We’ve never stopped talking over the same things, though.
As I make my way into the place, the old familiar faces greet me, each one of them with a story that brought ‘em here.
We sidle up to the bar, and my bartender Roy already has a couple of cans out for us. I crack open mine with a nod to him and sit down, leaning back on the bar as I look out around the place.
“We had a run-in with an outsider,” I explain as Genn takes a seat beside me, “caught her eavesdropping while me and the boys were finally having a chat with Jack Chandler.”
“The old contractor who’s started cozying up to the cops?”
I nod with a grimace. “Yeah. I think he’s been in their pocket for a while now, and if he has, he’ll know what the pigs have been covering up for a long while.”
Genn’s face started to look more grave, and he took a drink of his beer thoughtfully. “So you’re not giving up on running down John LaBeau’s murderer, are you?”
I shoot him a look. “Genn, if we let them get it in their heads that the union Club will allow this kind of shit slide under our watch, they’ll walk all over us.”
Gen nods thoughtfully. “No doubt.

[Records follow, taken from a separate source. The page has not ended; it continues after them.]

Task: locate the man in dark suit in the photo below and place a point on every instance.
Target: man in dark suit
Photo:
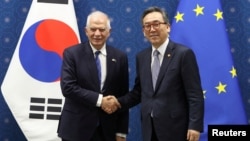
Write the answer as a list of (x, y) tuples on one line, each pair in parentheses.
[(173, 108), (85, 88)]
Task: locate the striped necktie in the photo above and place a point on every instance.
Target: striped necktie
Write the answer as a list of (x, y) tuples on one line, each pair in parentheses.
[(98, 65), (155, 67)]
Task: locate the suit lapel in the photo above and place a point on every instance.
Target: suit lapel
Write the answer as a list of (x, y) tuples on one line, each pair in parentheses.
[(91, 65), (111, 60), (166, 59)]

Just sayin’ it’s a hard search, Prez. Investigators would call it a closed case if they weren’t half as crooked as they are around here.”
I frown. “Anyway, there’s no question she’s an outsider. She took off from the warehouse as soon as we saw her, and she ran straight into one of the cops on our payroll.”
Genn snorted a laugh. “Maybe she just didn’t do her homework.”
One of my eyebrows goes up as I try to read Genn’s expression. “Homework? So you think she sounds like a fed come to keep an eye on us?”
There’s something in Genn’s eye that tells me what he’s about to say before he even opens his mouth. He lowers his voice as he speaks, even though we’re in a bar full of the most loyal men I know. “I dunno about us, Prez, but you…they might have some old loose ends they’re looking to tie up.”
I let out a low murmur and take a drink from my beer. As much as I don’t want to talk about my past, Genn knows me better than anyone else, and he knows what only a handful of the other patch-members know.
A lifetime ago, my Russian heritage was a lot closer to home. I worked for the Bratva. No, I didn’t just work for the Bratva, I killed for them. I was just a kid back then, but I stuck up for the Russian presence around town. The Russian mafia had enemies, and they needed someone who could work swiftly and quietly to do what inevitably needed to be done. It paid well, and the kind of men they had me kill weren’t the kind I’d lose a wink of sleep over.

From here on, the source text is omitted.